Now, we 'box' each element of the unique counts with < and then remove the extra outer box.

< each (#/.~ 1 col df)
┌──────┬──────┐
│┌────┐│┌────┐│
││3488│││3555││
│└────┘│└────┘│
└──────┴──────┘
> < each (#/.~ 1 col df)
┌────┬────┐
│3488│3555│
└────┴────┘


We then stitch that output with the left hand operation. This operation ~. gives the names of the unique items in a collection.

~. 1 col df
┌──────┬────┐
│Female│Male│
└──────┴────┘


By stitching we have the desired output in a readable boxed format.

counter 1 col df
┌──────┬────┐
│Female│3488│
├──────┼────┤
│Male  │3555│
└──────┴────┘

It does require that non-dataframe input is boxed (using ;/ or > < each as your preference.), as mentioned above. I just realized, this actually means you can replace > < each in the definition of counter with ;/

counter =: monad : '(~. y) ,. (;/ (#/.~ y))'

Alright, that was a fun tangent, let's finish up with a few plots from the data set.
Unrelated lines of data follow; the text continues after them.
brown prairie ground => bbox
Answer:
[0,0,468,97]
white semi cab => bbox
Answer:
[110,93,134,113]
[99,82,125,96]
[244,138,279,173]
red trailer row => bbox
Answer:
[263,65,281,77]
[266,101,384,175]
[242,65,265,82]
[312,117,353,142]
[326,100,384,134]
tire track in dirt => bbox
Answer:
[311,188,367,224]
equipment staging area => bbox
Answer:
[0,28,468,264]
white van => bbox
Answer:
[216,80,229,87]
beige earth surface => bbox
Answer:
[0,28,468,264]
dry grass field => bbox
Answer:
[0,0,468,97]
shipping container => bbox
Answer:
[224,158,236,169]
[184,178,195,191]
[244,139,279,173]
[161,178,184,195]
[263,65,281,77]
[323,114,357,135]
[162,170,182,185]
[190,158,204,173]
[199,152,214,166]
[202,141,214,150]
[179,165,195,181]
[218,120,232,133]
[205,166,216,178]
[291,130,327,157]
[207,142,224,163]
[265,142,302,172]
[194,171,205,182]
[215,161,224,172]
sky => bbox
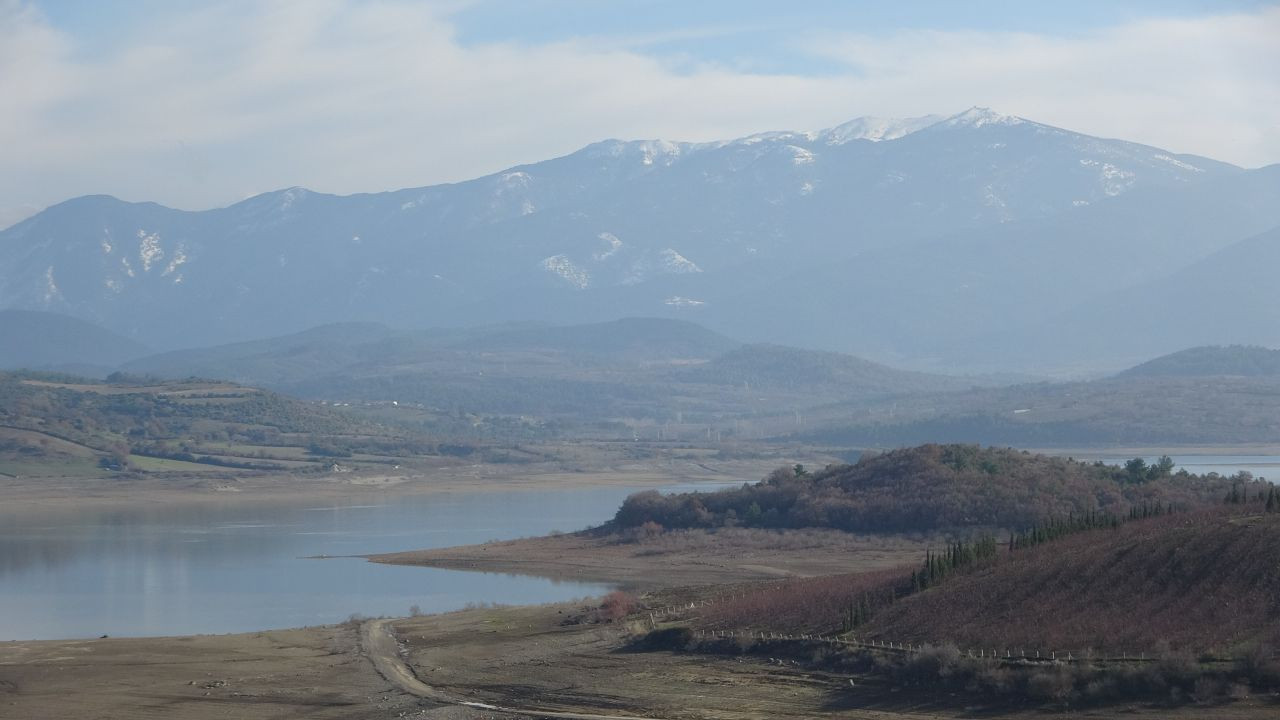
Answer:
[0,0,1280,227]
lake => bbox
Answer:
[0,484,723,639]
[1075,455,1280,480]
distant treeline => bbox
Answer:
[613,445,1266,532]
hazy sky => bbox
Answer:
[0,0,1280,225]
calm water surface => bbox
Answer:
[1076,455,1280,480]
[0,484,718,639]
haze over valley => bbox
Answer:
[0,0,1280,720]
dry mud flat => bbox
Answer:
[369,529,925,588]
[390,593,1275,720]
[0,625,415,720]
[0,591,1275,720]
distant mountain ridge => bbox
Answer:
[0,310,148,370]
[1120,345,1280,378]
[0,108,1280,369]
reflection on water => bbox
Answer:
[0,479,732,639]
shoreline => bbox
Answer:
[0,457,812,512]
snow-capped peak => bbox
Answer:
[818,115,942,145]
[940,106,1027,128]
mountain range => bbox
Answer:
[0,108,1280,374]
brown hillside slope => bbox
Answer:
[858,510,1280,655]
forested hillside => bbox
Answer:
[613,445,1243,533]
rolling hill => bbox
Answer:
[860,512,1280,656]
[613,445,1233,533]
[1120,345,1280,378]
[0,373,450,477]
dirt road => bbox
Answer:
[361,619,653,720]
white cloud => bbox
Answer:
[0,0,1280,222]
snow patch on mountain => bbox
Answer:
[280,187,308,210]
[1101,163,1135,197]
[160,243,187,272]
[817,115,943,145]
[138,229,164,273]
[938,106,1027,128]
[658,247,703,274]
[591,232,622,261]
[787,145,814,165]
[45,265,64,305]
[541,255,591,290]
[1152,152,1204,173]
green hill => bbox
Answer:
[0,373,456,475]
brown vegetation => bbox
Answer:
[614,445,1244,532]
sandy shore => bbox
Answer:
[0,457,812,511]
[369,529,924,589]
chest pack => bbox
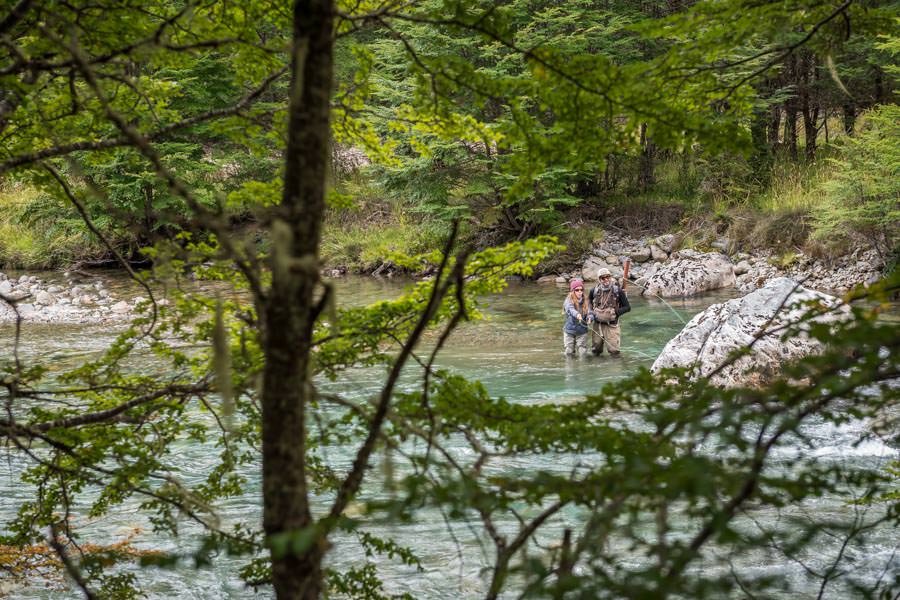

We start by counting the number of churn vs non churn customers and plotting them as a bar chart.

'bar; xlabel No , Yes; title Churned Customers' plot > 1 {"1 counter _1 col df

We should do a few group by cohort style analysis to see if specific groups churn more or less often than others.

I tried a number of ways to make a stacked or side by side bar chart. I couldn't quite get it to work though.

So I used a pie chart. Don't judge my data visualization sensibilities too harshly, it still communicates the information that Males and Females don't have noticeably different amounts of churn. To test this properly, we would need to set up a rigorous hypothesis test, which I may attempt in a future article.

'pie; color red,black; xlabel No Yes; title Male Female' plot |: (> (1 {"1 (counter ((< 'Male') E. 1 col df) # (_1 col df)))) ,. (> (1 {"1 (counter ((< 'Female') E. 1 col df) # (_1 col df))))

Interestingly, you can see that there is a difference in senior and non senior citizens. This implies that senior citizens are less likely to churn, or actually they churn less often. Further analysis into lifetime value may show that seniors are quite a valuable demographic because of the relatively lower churn rate.

I wonder, if something less "demographic" would be even more insightful. There is a column 'contract' which describes what kind of contract each customer is engaged in.

   counter 15 col df
┌──────────────┬────┐
│Month-to-month│3875│
├──────────────┼────┤
│One year      │1473│
├──────────────┼────┤
│Two year      │1695│
└──────────────┴────┘

My hypothesis is that there will be more churn on Month-to-month contracts. If that is the case, then an actionable insight would be to try and convert Month-to-month users to more long term contracts. Potentially increasing their lifetime value.

This image mostly confirms my hypothesis. We should look into the up and cross selling programs to determine if there are some frictions that can be removed in converting from Month-to-month to a longer term contract.

In general, working with J is mind-expanding. I'm not nearly as fast as I am in Python, but it's such a blast.